Dans cette première partie de la conférence, il a surtout été question de présenter le web sémantique. Quelle était la vision de départ? Pourquoi a-t-elle été amenée à évoluer et vers quelle modèle?

La notion de web sémantique a été décrite à l’origine par Tim Berners Lee. Au départ, le challenge consistait à réaliser un web dédié aux machines, dans lequel ces dernières seraient capables de “comprendre” les informations et d’”agir” en conséquence. Ce web sémantique était donc à la base très proche des considérations de l’IA et proposait finalement d’offrir à ces machines inter connectés via le web, la capacité d’accéder à l’information pour effectuer les traitements demandés. La citation qui suit de Tim Berners-Lee exprime ce concept : “J’ai un double rêve pour le Web. D’une part, je le vois devenir un moyen très puissant de coopération entre les êtres humains. Et dans un second temps, j’aimerais que ce soit les ordinateurs qui coopèrent. [...] Quand mon rêve sera réalisé, le Web sera un univers où la fantaisie de l’être humain et la logique de la machine pourront coexister pour former un mélange idéal et puissant.”

Dans cette optique, les connaissances du web devaient être modélisées dans un langage compréhensible et traitable par une machine.
Des technologies tels que le RDF (langage de description), le SPARQL (langage de requête sur le RDF) ou encore l’OWL (langage extension de RDF) ont été mis au point. Grâce au langage RDF et au xml sur lequel il repose, il est possible pour chaque “détenteur” d’informations de partager sa connaissance et de donner la possibilité à un tiers de faire une requête sur sa base de connaissance au moyen de SPARQL. La combinaison de RDF et de SPARQL permet donc d’offrir ce langage compréhensible par les machines.

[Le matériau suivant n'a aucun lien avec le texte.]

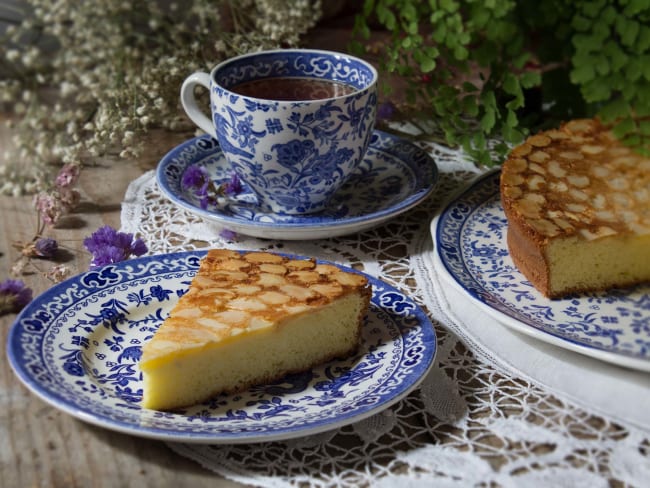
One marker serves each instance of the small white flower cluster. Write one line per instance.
(87, 79)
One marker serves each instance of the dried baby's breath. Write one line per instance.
(87, 79)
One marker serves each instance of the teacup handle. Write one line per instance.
(189, 100)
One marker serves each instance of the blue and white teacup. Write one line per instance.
(293, 123)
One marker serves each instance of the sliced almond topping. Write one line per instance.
(563, 224)
(257, 323)
(233, 317)
(245, 289)
(231, 276)
(203, 281)
(545, 227)
(601, 172)
(556, 134)
(188, 313)
(578, 195)
(558, 186)
(536, 182)
(301, 264)
(591, 149)
(599, 202)
(306, 277)
(234, 264)
(512, 179)
(513, 192)
(537, 168)
(576, 207)
(600, 232)
(521, 150)
(212, 323)
(215, 290)
(605, 215)
(327, 269)
(350, 279)
(329, 289)
(621, 200)
(571, 155)
(618, 183)
(274, 297)
(579, 181)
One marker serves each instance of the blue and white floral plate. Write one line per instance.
(470, 236)
(395, 176)
(77, 347)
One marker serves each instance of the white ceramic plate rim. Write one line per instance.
(511, 320)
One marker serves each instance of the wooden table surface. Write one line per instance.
(41, 446)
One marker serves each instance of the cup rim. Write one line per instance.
(233, 59)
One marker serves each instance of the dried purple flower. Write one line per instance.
(14, 295)
(110, 246)
(46, 247)
(68, 175)
(197, 178)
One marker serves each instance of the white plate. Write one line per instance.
(77, 347)
(393, 177)
(470, 242)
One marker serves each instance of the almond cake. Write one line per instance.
(577, 202)
(251, 318)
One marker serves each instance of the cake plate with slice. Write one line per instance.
(470, 244)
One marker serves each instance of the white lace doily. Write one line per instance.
(472, 421)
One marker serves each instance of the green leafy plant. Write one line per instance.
(485, 73)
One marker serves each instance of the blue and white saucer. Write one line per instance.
(394, 177)
(78, 345)
(470, 233)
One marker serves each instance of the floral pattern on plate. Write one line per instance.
(471, 243)
(77, 347)
(394, 176)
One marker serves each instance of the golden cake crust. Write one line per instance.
(251, 295)
(576, 182)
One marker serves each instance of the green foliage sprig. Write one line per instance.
(486, 73)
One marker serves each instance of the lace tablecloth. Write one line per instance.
(478, 418)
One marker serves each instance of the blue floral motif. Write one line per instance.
(470, 240)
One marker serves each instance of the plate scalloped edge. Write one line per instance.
(489, 247)
(76, 347)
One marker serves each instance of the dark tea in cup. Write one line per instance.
(292, 89)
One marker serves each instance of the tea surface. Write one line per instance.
(292, 89)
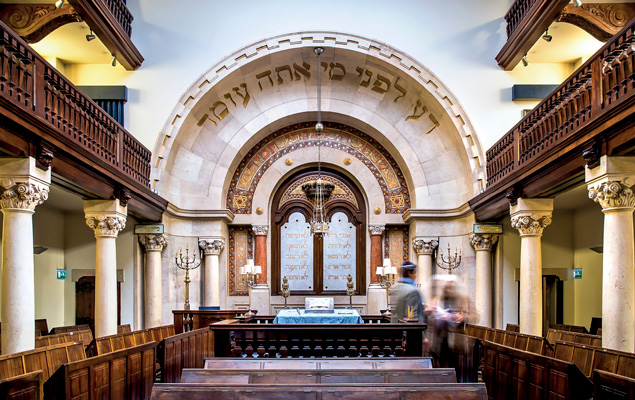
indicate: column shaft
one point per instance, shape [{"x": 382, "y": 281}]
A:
[
  {"x": 618, "y": 280},
  {"x": 106, "y": 286},
  {"x": 531, "y": 285},
  {"x": 154, "y": 289},
  {"x": 18, "y": 291}
]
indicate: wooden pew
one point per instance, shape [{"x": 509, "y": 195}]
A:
[
  {"x": 582, "y": 338},
  {"x": 123, "y": 374},
  {"x": 28, "y": 386},
  {"x": 189, "y": 320},
  {"x": 256, "y": 364},
  {"x": 84, "y": 337},
  {"x": 430, "y": 391},
  {"x": 319, "y": 340},
  {"x": 184, "y": 350},
  {"x": 590, "y": 358},
  {"x": 509, "y": 372},
  {"x": 568, "y": 328},
  {"x": 608, "y": 386},
  {"x": 311, "y": 376},
  {"x": 45, "y": 359}
]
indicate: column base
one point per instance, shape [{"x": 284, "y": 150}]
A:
[
  {"x": 261, "y": 299},
  {"x": 376, "y": 299}
]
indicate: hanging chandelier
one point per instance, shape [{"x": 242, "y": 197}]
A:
[{"x": 319, "y": 190}]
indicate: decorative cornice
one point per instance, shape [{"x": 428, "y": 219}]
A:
[
  {"x": 153, "y": 242},
  {"x": 260, "y": 230},
  {"x": 424, "y": 247},
  {"x": 612, "y": 195},
  {"x": 529, "y": 225},
  {"x": 211, "y": 247},
  {"x": 22, "y": 195},
  {"x": 376, "y": 229},
  {"x": 106, "y": 225},
  {"x": 482, "y": 241}
]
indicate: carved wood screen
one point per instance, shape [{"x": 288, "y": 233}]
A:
[{"x": 315, "y": 264}]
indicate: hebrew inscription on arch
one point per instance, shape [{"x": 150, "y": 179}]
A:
[{"x": 336, "y": 136}]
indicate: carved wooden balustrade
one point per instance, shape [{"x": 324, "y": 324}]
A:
[
  {"x": 30, "y": 83},
  {"x": 592, "y": 107},
  {"x": 317, "y": 340},
  {"x": 516, "y": 13}
]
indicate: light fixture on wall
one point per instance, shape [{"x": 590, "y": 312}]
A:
[
  {"x": 547, "y": 37},
  {"x": 320, "y": 190}
]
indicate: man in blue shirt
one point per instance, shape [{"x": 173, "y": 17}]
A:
[{"x": 405, "y": 294}]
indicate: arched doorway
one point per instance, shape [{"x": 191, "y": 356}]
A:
[{"x": 316, "y": 264}]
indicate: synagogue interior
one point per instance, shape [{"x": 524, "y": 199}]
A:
[{"x": 320, "y": 200}]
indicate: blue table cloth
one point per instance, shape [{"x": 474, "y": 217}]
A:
[{"x": 300, "y": 316}]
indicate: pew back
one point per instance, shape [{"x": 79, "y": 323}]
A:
[
  {"x": 123, "y": 374},
  {"x": 431, "y": 391},
  {"x": 184, "y": 350},
  {"x": 312, "y": 376},
  {"x": 509, "y": 372},
  {"x": 45, "y": 359},
  {"x": 246, "y": 364},
  {"x": 28, "y": 386}
]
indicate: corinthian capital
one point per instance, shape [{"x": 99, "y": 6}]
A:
[
  {"x": 211, "y": 247},
  {"x": 260, "y": 230},
  {"x": 482, "y": 241},
  {"x": 376, "y": 229},
  {"x": 612, "y": 194},
  {"x": 106, "y": 226},
  {"x": 528, "y": 225},
  {"x": 422, "y": 246},
  {"x": 22, "y": 195},
  {"x": 153, "y": 242}
]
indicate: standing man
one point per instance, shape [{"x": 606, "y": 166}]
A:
[{"x": 406, "y": 295}]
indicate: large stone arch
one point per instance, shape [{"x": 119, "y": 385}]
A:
[{"x": 272, "y": 84}]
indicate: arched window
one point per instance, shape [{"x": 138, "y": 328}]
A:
[{"x": 318, "y": 264}]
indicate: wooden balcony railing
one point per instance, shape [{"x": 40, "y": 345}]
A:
[
  {"x": 121, "y": 13},
  {"x": 587, "y": 98},
  {"x": 30, "y": 83},
  {"x": 516, "y": 14}
]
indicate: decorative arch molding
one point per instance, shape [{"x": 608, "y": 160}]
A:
[
  {"x": 269, "y": 85},
  {"x": 335, "y": 136}
]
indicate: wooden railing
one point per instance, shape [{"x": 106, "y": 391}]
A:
[
  {"x": 121, "y": 13},
  {"x": 592, "y": 93},
  {"x": 516, "y": 13},
  {"x": 30, "y": 83}
]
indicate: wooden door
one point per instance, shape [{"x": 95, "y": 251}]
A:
[{"x": 85, "y": 302}]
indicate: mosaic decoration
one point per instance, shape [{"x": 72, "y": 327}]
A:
[
  {"x": 241, "y": 247},
  {"x": 335, "y": 136},
  {"x": 341, "y": 191},
  {"x": 396, "y": 244}
]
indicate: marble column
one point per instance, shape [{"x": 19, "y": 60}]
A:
[
  {"x": 425, "y": 250},
  {"x": 22, "y": 188},
  {"x": 212, "y": 248},
  {"x": 154, "y": 245},
  {"x": 610, "y": 186},
  {"x": 376, "y": 250},
  {"x": 483, "y": 244},
  {"x": 260, "y": 294},
  {"x": 530, "y": 217},
  {"x": 376, "y": 296},
  {"x": 107, "y": 218}
]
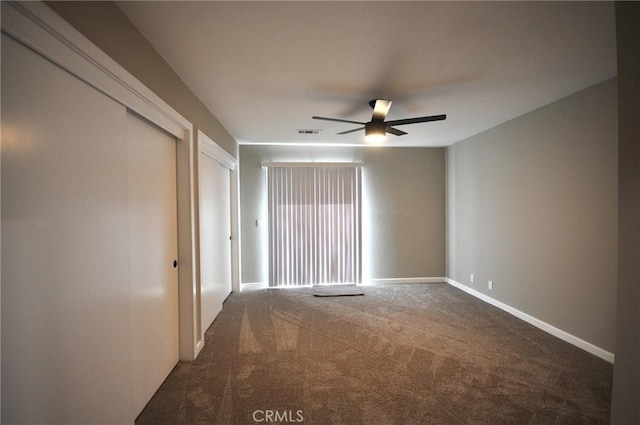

En ce qui concerne la partie traitement des informations, une machine n’est capable de faire de l’inférence qu’au moyen d’opérations de logique. Ex : Si l’on sait de nos connaissance que Socrate est un Homme et que tous les Hommes sont mortels alors on peut en déduire une nouvelle information qui est que Socrate est mortel. Il s’agit d’un exemple bien connu des chercheurs en IA mais qui résume parfaitement la philosophie de raisonnement voulu pour le web sémantique : un web “intelligent” capable d’apprendre par lui même.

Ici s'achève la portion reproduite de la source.